Missouri’s plan to build a new football practice facility was boosted Thursday with the announcement of a $10 million donation from the Kansas City Sports Trust.

The anonymous donation is earmarked for “the building of football facilities, which are currently being developed in the master planning process by Athletics and campus facilities,” according to a release from MU.

“We are so pleased to make this announcement today,” new Mizzou athletic director Jim Sterk, who was hired last month, said in the release, thanking the Kansas City Sports Trust.

He continued, “We’re so appreciative of this support, and we’re hopeful that this will encourage others to join in and help us achieve our goals of building football facilities that put us in the upper echelon of the Southeastern Conference.

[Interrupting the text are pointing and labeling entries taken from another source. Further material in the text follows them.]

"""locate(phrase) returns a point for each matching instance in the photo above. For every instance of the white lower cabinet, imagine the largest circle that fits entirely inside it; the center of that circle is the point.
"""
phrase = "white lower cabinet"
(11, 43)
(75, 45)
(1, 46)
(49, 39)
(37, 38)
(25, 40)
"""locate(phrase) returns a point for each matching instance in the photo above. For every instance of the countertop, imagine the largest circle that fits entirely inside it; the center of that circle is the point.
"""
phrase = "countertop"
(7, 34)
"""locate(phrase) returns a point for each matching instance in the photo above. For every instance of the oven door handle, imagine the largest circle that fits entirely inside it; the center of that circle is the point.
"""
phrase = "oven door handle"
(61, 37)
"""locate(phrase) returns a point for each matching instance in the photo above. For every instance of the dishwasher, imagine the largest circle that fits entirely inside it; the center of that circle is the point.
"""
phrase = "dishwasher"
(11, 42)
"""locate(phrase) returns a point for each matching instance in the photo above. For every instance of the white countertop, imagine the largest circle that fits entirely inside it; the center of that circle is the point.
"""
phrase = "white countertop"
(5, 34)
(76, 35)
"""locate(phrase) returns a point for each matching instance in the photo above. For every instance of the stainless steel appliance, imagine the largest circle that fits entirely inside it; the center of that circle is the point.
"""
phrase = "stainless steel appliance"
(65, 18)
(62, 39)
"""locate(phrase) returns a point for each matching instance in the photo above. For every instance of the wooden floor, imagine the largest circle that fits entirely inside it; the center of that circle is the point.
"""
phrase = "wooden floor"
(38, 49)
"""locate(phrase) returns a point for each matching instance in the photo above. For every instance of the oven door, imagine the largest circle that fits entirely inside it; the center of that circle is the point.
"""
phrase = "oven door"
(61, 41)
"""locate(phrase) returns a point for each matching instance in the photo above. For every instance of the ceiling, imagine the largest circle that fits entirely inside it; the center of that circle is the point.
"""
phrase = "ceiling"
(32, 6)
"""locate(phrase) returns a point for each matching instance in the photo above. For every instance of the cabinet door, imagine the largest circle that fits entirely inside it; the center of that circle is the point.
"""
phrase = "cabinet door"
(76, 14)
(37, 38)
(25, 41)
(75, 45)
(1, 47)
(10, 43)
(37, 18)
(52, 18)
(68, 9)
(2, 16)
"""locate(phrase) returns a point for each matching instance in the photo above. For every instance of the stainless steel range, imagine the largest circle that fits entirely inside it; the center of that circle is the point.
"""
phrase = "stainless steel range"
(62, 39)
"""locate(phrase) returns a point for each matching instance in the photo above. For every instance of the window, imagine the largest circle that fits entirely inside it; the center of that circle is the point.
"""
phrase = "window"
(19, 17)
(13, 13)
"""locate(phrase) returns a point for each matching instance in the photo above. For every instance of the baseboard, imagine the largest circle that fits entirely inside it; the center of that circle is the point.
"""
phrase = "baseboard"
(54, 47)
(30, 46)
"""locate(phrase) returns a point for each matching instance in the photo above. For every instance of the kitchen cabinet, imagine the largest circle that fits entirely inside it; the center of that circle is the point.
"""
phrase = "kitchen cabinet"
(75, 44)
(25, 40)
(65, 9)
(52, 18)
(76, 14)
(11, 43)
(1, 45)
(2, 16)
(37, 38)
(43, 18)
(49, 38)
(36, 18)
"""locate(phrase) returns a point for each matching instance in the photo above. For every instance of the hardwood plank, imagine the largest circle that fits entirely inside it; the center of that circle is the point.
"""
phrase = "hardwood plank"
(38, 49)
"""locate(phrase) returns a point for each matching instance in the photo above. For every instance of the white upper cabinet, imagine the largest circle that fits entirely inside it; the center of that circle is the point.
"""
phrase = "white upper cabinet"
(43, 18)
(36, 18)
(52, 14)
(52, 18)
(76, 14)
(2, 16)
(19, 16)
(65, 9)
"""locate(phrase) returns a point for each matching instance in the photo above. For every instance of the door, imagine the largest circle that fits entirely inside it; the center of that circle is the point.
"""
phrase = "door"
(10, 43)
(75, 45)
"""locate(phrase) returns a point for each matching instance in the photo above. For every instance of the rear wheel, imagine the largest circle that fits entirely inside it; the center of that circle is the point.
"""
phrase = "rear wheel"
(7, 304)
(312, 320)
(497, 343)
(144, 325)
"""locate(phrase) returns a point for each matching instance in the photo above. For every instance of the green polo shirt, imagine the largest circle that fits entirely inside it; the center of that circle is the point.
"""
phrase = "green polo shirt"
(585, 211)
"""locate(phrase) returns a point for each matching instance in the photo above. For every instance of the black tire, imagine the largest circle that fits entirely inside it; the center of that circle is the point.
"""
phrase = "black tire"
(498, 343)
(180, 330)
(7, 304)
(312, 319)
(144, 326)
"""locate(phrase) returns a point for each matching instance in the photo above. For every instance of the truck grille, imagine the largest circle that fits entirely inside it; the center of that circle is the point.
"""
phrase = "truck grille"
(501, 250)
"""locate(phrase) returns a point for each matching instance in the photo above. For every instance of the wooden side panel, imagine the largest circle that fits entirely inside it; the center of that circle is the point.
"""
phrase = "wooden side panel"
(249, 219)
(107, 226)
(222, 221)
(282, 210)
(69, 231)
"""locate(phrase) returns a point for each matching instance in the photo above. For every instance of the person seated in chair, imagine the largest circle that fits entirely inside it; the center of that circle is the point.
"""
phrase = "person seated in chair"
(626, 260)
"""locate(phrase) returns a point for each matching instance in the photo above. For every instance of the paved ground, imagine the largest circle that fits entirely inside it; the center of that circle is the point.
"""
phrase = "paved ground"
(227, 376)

Making this facility become a reality is critical to our commitment in providing one of the best student-athlete experiences in the country.”

Initial plans for a football-only facility in the south end zone at Memorial Stadium were hatched under former athletic director Mike Alden and former football coach Gary Pinkel. The idea morphed under former athletic director Mack Rhoades into a full-length indoor practice field combined with a Mizzou Athletics Training Complex renovation project.

Now, after conversations between Odom and Sterk, the idea for a football-only facility at Memorial Stadium is back on the table as the first of three planned phases.

The first phase will cost about $75 million and Sterk estimates with today’s donation, previous donations and bonds that roughly $55 million has been raised.

He told reporters Thursday in Columbia that the new football-only facility — which would include a weight room, new locker rooms, coaches’ offices, training rooms and a recruiting area — probably would be located in the south end zone, but those plans haven’t been finalized.

Sterk hopes to have a proposal in front of the University of Missouri System Board of Curators by October with December as the target for project approval.

“The Kansas City Sports Trust has such a generous history of giving to Mizzou, and we’re very grateful for their continued commitment,” Tigers football coach Barry Odom said in the release. “We’ve said from the start that we can’t do this alone — we need support from our fans to get where we want to be, and this is an amazing statement of support. I’m excited to get to work with our administration and our architects to develop plans that will showcase Mizzou in a first-class manner.”

Sterk said Missouri is behind on facilities compared to the much of the SEC — something he was told before he took the job by SEC commissioner Greg Sankey and his predecessor, Mike Slive. Sterk also said the project will help rebuild the school’s brand after a tumultuous 2015-16 academic year.

Phase two is a new full-length indoor football practice facility and phase three is a renovation to the existing Mizzou Athletics Training Complex after football moves out.

Sterk also said MU’s new softball stadium, currently under construction east of the Hearnes Center, could be ready by March. University Field will be maintained as a backup in case the new stadium isn’t game-ready for the 2017 season.

Plans also are underway to install a turf infield and outfield at Taylor Stadium for baseball, a project that could be completed in time for the 2018 season.

This isn’t the first time the Kansas City Sports Trust has kick-started a capital campaign for the Tigers athletic department.

The Trust, a group of anonymous donors based in and around Kansas City, previously gave MU athletics a $30 million gift in 2012 on the eve of its entrance into the SEC.

That was part of a $102 million facilities plan that included the renovation and expansion of Memorial Stadium and several other projects — improvements for softball’s University Field and baseball’s Taylor Stadium, a new team clubhouse for the golf team at The Club at Old Hawthorne and upgrades at the women’s tennis facility.

Formed in 2004, the Kansas City Sports Trust’s initial donation of $10 million at that time provided seed money for efforts to build the Mizzou Athletics Training Complex.

Continued facilities improvement remains a critical component to the ongoing SEC transition in the eyes of Missouri’s administration. The university is in the midst of a $1.3 billion “Mizzou: Our Time to Lead” campaign and set a single-year record with $171 million in donations during the 2016 fiscal year, which ended June 30.